ACA President's Comment – April 2019

John Held , 28 April 2019

In light of the release of the Building Confidence Implementation Plan, ACA National President John Held revisits the recent history of regulation in the Australian construction industry and the challenge of timely reform and coordination between all states and territories.

Living in a Federation is messy. Since the 1970s there have been many attempts to rationalise and harmonise the regulation of construction across Australia, but with nine different jurisdictions it’s never been easy. Like a large squabbling family, it’s always someone else’s fault. The implementation of the Building Code of Australia (now the National Construction Code) is perhaps one highlight – but even then the number of variations when introduced was embarrassing. One would wonder why South Australians needed different numbers of toilets to Victorians, for example. Uniform licensing of trades has never been successful, so workers moving from one state to another had to re-register. In some jurisdictions, engineers don’t need to be registered. In others, painters do.

While the regulation of architects has had a chequered history, at least the requirements are uniform. There is really no good reason why national-based regulation could not be implemented, except for the fact all legislation is state-based. Even so, when discussing the woes of harmonisation with other parts of the construction industry, architects are held up as a beacon of what can be achieved!

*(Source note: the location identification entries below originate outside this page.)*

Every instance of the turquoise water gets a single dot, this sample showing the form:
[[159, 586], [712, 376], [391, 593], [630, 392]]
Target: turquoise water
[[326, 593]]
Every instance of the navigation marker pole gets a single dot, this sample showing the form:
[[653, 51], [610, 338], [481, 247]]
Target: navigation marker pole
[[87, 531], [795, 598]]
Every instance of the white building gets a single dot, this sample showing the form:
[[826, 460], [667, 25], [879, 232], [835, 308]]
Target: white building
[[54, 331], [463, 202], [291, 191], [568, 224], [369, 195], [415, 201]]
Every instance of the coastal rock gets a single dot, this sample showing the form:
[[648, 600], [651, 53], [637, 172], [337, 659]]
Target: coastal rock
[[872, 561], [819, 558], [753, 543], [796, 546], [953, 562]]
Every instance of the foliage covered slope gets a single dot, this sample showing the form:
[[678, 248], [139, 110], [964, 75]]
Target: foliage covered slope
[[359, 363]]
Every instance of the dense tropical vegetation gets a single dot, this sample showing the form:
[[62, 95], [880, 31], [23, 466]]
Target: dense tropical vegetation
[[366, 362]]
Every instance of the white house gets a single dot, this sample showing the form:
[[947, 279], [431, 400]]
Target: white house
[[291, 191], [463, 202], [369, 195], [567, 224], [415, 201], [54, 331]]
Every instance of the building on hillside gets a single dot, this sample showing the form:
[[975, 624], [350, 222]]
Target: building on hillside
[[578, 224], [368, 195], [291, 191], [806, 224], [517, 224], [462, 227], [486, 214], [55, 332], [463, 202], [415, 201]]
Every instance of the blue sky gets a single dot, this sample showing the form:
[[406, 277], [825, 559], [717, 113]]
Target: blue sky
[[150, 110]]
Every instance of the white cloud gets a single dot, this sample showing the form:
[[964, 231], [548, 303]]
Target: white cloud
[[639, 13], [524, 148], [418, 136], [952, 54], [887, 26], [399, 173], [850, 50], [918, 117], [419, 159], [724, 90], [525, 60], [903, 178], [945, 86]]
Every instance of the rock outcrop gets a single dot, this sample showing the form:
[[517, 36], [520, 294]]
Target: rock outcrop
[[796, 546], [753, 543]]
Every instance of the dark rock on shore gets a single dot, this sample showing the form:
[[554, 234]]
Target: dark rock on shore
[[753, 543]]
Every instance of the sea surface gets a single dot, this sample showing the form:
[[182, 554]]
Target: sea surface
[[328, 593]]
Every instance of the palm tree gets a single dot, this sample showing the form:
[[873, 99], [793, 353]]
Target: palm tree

Our brave new world of “light touch” regulation of the industry, where legislators responded to calls to remove red tape, has had a number of wake-up calls in recent years, including the Lacrosse, Grenfell and Neo200 fires and the Opal Tower reducing the public’s confidence in the construction industry. The Shergold Weir Report Building Confidence was a generally measured response and ACA has supported its recommendations, but it’s taken a year to even get a consolidated response from the various jurisdictions.

The ACA has asked its branches to comment on those responses: how is each jurisdiction responding? A few threads come through: progress is slow, jurisdictions are not particularly coordinating with each other, and restoring confidence in the industry is a long way away. For architects, we need to be careful to retain and build on what we have. Victoria’s requirement for wider registration of builders, building designers and the like under the Victorian Building Authority is a model that may be adopted elsewhere, but a separate architects registration system has been kept which ensures national registration is still a possibility.

The issue of legislated use of architects for tall buildings has also been raised recently. It’s a debate for another day – would it lead to better outcomes or would clients game the system? One which the new ACA Chat forum can take up in earnest, perhaps??